Charles de Courson : Les réunions du 5 décembre 2012 et du 16 janvier 2013 à l’Elysées nous ont été dissimulées. Pire, Pierre Moscovici, devant la commission des Finances, a affirmé que le président n’avait jamais eu aucun rôle dans toutes ces affaires. C’est faux.

Le 5 décembre, a eu lieu à l’Elysée une réunion pendant laquelle le président dit à Jérôme Cahuzac : « Si tu es innocent, obtiens un certificat de non-détention de compte à UBS. » Jérôme Cahuzac ne se souvient pas de cette réunion. Il y était pourtant avec le président et le Premier ministre. Il nous a dit cependant qu’il avait fait des démarches pour obtenir ces certificats d’UBS. UBS a refusé avant Noël. Mais Jérôme Cahuzac s’est bien gardé d’en parler à François Hollande, Jean-Marc Ayrault ou Pierre Moscovici. Il a continué à faire croire aux autres membres du gouvernement qu’il était en négociation avec UBS. En fait, il n’avait plus de compte chez UBS depuis 2006, tout avait été transféré à la banque suisse Reyl.
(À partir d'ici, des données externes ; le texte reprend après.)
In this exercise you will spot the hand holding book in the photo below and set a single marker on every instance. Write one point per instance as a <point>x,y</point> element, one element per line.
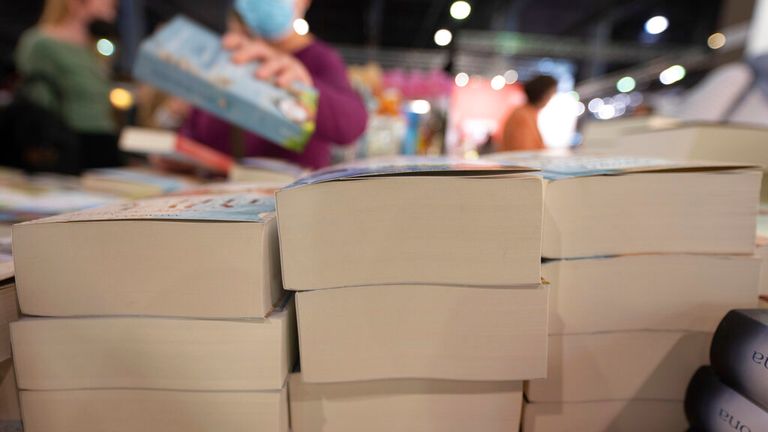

Le 16 janvier, une seconde réunion a eu lieu, en présence cette fois-ci de Pierre Moscovici qui a cherché à nous dissimuler cette réunion. On nous avait affirmé que depuis le 10 décembre, Jérôme Cahuzac ne s’occupait plus de son dossier fiscal, mais que Pierre Moscovici avait pris le relais. Alors on est étonné de découvrir que Jérôme Cahuzac a été associé à cette réunion, pire, il intervient pour demander l’élargissement de la période pendant laquelle on va interroger l’administration fiscale helvétique, puisque dans la convention franco-helvétique on ne peut faire de recherches que sur la période 2010, 2011, 2012. Jérome Cahuzac suggère donc, pour preuve de sa bonne foi, d’élargir les recherches sur la période 2006, 2009. C’est juridiquement possible mais l’argent ayant été transféré avant 2006, il ne prenait aucun risque.

Cette fameuse décision du 16 janvier a été une catastrophe. Une enquête préliminaire pour blanchiment de fraude fiscale a été ouverte, le 8 janvier, par le parquet de Paris pour vérifier si Jérome Cahuzac a détenu un compte en Suisse et le 16, on décide de saisir l’administration fiscale helvétique. Et ce qui n’est pas dit, c’est que la réponse que Pierre Moscovici attend est soumise au secret fiscal, or l’information sort dans la presse : Jérôme Cahuzac est innocent, il n’a pas détenu de compte chez UBS de 2006 à 2012. Qui a parlé ? On l’ignore, mais c’est un dysfonctionnement complet de l’Etat. On peut même parler de tentative de mensonge d’Etat.

JOL press : On parle aussi de dysfonctionnement des services fiscaux français…
 

Charles de Courson : Il y a eu deux dysfonctionnements qui ne sont pas de la responsabilité actuelle puisqu’ils remontent à 2001 et à 2008. Les services fiscaux, à deux reprises, ont eu des informations quant à la détention par Jérôme Cahuzac d’un compte en Suisse. Les deux fois, ces informations n’ont pas débouché. La première fois, à Bordeaux, le chef du bureau n’en a même pas informé son supérieur hiérarchique que nous avons auditionné ; la deuxième fois, l’information est montée jusqu’à Paris, à la direction générale, mais les deux directeurs successifs n’étaient pas au courant. Ces services ont été depuis sanctionnés.